Their popularity can best be judged by this anecdote. Shanti scored a hit with women, even senior citizens across India. Few months after its start, DD shifted it to a slot half an hour later. The first slot was just perfect for the seniors as they would turn in for the afternoon nap post Shanti. But with the shift in timings, it disrupted their nap times. The writer, then Editor of TV & Video World received a few calls from irate viewers. They even wrote letters to DD and to the producers UTV; they were even more upset if an episode was dropped because of cricket! It was the glamour and glitz of Swabhiman which had urban male viewers clamour for a repeat at night. A few more afternoon soaps followed, but none created the buzz that Shanti and Swabhiman did. Soon afternoons fell prey to repeats of previous night’s episodes. Occasionally, GECs revived the afternoon slot, but it hiccupped to a standstill. The success story of the iconic Shanti and Swabhiman couldn’t be replicated.
Now Star Plus has revived the good old afternoon viewing habit with a noon time specific line up which has no competition at the regular prime time. None of the shows bear a resemblance to content across the GECs, let alone Star Plus at Prime Time.
The afternoon slot begins with the Indian adaptation of the internationally acclaimed Turkish drama series what is Fatmagül's fault? (Fatmagül'ün Suçu Ne?). This hit Turkish show grabbed the Indian viewers when Zindagi telecast a Hindi dubbed version. Next in line is a sequel of the hit Diya Aur Baati Hum -- Tu Sooraj Mein Saanjh, Piyaji. The other two shows are completely new – Ek Aastha Aisi Bhee and Dhhai Kilo Prem.

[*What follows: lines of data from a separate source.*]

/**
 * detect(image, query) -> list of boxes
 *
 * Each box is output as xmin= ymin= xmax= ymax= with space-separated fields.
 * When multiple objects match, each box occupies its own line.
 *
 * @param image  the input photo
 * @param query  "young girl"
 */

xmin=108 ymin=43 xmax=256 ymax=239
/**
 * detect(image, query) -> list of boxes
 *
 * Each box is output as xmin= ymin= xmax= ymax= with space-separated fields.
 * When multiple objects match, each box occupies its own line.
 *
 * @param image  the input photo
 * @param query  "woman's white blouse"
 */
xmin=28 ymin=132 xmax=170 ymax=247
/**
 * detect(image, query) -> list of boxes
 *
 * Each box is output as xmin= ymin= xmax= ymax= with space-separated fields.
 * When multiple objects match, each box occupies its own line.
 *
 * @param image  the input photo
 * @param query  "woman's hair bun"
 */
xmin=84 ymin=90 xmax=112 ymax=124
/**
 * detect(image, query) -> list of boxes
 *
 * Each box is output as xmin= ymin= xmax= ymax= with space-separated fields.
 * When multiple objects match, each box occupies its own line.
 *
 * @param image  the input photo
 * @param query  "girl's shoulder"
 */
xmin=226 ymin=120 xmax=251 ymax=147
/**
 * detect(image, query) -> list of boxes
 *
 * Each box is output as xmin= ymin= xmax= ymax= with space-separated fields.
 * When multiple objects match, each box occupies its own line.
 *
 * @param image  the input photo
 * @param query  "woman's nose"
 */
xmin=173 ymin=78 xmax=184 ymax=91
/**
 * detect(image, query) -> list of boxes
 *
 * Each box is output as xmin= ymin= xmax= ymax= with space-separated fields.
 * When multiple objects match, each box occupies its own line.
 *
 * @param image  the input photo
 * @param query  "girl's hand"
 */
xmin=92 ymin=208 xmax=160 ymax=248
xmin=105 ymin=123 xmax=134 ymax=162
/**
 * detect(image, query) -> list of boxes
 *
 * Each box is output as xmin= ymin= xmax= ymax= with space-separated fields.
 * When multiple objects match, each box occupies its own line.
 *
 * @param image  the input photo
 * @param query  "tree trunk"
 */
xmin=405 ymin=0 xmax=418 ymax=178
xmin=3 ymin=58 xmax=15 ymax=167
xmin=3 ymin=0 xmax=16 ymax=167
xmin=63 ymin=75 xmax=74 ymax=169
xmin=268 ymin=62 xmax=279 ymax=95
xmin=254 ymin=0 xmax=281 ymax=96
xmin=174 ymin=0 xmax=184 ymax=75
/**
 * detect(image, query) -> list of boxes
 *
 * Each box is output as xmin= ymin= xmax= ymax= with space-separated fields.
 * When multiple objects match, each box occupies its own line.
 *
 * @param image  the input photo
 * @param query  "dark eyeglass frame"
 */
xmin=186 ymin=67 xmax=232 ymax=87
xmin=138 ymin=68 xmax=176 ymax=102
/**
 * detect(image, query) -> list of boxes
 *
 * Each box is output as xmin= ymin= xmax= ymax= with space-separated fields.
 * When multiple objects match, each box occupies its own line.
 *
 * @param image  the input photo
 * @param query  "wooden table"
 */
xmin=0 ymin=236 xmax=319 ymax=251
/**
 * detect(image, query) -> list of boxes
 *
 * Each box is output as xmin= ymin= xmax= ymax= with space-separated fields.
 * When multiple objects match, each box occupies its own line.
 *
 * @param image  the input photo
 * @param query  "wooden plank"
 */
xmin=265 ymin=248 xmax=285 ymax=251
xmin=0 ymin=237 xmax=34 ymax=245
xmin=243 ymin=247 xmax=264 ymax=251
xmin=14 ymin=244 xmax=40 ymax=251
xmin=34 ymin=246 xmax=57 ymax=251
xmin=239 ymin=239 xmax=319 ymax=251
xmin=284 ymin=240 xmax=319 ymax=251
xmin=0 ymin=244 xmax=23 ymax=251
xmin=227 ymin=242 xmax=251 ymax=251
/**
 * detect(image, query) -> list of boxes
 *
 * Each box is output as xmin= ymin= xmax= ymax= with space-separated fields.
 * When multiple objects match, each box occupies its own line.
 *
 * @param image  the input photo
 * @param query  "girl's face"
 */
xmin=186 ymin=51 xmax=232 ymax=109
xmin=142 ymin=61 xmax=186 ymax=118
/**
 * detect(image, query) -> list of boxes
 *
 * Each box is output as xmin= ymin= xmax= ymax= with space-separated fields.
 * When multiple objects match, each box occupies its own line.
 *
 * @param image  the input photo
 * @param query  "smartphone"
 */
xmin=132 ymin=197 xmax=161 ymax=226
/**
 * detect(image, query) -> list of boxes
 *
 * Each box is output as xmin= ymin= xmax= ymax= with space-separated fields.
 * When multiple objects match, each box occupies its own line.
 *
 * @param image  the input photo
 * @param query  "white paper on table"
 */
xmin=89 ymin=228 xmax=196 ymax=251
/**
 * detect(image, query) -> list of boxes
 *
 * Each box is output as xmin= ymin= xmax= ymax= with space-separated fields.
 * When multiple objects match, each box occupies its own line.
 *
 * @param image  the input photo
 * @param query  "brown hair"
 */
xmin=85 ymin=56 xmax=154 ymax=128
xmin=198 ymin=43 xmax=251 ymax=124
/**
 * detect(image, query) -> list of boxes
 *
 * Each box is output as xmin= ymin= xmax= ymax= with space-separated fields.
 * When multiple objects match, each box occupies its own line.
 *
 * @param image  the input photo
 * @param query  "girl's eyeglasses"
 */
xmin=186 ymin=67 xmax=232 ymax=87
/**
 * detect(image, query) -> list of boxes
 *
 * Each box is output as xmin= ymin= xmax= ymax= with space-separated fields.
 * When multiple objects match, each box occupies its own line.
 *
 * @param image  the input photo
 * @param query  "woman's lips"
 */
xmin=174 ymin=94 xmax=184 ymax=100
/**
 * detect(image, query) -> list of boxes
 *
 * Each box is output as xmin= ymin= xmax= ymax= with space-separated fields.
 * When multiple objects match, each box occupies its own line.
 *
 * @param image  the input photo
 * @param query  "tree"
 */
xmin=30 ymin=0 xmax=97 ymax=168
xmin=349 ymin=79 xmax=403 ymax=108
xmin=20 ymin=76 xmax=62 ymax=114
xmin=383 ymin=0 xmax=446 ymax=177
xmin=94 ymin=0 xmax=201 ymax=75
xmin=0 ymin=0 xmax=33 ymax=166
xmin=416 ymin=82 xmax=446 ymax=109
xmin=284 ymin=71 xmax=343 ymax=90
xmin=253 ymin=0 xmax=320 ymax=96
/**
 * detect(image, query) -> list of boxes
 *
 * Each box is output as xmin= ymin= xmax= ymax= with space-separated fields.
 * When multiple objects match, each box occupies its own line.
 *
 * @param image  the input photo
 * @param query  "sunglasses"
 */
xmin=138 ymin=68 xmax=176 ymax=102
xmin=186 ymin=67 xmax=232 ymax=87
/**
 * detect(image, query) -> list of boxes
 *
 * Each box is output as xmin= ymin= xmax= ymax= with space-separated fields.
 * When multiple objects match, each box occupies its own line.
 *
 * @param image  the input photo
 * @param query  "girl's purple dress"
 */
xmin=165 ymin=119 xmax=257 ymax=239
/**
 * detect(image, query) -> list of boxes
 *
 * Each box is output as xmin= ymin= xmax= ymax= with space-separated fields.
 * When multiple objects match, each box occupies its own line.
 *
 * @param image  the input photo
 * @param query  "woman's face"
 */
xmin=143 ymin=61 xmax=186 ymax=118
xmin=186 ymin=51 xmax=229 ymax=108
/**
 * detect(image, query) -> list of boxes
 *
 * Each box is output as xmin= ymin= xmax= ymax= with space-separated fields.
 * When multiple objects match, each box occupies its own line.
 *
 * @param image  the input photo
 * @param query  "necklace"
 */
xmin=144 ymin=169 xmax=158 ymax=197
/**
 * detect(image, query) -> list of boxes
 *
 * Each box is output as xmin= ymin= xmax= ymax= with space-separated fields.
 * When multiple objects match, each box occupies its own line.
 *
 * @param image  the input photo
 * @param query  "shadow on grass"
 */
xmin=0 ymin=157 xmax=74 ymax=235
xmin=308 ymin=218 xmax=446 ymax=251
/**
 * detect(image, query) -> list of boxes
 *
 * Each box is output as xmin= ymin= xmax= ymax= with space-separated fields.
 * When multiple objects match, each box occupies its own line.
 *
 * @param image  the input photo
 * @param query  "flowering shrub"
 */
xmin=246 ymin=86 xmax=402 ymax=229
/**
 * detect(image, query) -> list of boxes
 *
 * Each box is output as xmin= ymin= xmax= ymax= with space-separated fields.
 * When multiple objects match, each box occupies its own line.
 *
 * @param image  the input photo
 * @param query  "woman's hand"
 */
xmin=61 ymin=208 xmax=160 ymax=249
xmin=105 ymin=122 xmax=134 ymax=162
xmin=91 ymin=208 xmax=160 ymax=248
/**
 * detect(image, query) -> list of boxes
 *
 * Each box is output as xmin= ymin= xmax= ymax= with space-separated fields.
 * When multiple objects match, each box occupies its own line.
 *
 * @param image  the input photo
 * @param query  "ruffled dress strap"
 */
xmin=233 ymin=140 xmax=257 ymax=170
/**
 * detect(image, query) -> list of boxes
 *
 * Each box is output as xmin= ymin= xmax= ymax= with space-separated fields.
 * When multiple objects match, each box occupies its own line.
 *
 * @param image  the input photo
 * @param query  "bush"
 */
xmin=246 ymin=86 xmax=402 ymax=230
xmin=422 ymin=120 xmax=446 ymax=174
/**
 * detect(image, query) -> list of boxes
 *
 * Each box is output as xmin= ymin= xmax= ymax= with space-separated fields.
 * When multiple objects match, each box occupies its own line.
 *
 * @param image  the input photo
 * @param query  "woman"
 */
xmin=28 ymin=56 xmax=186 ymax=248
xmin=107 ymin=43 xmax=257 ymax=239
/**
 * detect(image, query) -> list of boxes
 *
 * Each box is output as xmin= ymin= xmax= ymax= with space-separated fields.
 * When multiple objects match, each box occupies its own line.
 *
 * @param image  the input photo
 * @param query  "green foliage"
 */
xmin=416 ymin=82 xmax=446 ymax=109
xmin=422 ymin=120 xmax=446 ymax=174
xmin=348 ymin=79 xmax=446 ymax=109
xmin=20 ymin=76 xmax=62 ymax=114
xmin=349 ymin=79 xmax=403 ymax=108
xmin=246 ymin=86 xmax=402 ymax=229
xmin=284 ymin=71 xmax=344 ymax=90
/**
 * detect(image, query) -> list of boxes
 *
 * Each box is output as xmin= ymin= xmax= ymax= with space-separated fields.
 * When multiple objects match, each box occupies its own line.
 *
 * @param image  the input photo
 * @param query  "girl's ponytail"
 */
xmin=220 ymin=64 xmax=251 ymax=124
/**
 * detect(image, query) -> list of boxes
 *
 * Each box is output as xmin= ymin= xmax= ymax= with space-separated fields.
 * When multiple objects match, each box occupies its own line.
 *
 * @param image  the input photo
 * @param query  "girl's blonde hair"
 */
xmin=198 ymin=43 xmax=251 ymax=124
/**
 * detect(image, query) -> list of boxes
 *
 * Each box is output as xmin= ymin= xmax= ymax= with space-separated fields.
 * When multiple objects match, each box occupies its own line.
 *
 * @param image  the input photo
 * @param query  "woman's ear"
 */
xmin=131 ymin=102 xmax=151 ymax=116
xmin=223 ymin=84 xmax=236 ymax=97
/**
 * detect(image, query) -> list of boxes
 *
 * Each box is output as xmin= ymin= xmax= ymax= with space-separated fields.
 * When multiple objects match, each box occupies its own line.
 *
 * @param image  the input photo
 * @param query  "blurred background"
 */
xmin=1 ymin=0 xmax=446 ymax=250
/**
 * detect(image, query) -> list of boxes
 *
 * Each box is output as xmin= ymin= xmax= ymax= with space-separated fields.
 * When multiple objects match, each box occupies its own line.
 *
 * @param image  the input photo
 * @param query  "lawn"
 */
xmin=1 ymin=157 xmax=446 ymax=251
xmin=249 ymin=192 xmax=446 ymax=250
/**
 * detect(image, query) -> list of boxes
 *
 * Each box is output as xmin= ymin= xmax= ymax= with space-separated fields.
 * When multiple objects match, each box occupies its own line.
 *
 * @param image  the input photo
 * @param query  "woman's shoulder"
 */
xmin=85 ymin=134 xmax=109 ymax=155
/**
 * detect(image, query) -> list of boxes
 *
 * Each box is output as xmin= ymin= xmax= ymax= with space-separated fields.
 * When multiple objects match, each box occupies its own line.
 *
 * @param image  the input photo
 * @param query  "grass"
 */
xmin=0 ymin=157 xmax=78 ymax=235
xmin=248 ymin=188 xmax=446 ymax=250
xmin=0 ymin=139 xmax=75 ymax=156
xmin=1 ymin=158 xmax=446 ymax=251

Kya Qusoor Hai Amala Ka tackles the sensitive subject of violation of the traumatic loss of innocence of a woman and her complex emotions. Rape and violence perpetrated against women aren’t uncommon to Indian women, they have often been subplots of commercial Hindi films or serials; but no one has addressed the emotional complexity that is a result of losing that innocence and its ramifications. But instead, the whole incident is forgotten by the perpetrators, who mostly deny their presence and well placed intervention puts an end to the incident. But no one really follows the victim’s trauma and life post the sordid event. Kya Qusoor Hai Amala Ka is a survivor’s story. Kya Qusoor Hai Amala Ka is the first Indian adaptation of a successful international television series. Are we looking at a channel driver?
The new Prime Time and Kya Qusoor Hai Amala Ka could usher a new trend -- Kitty Party Brunch.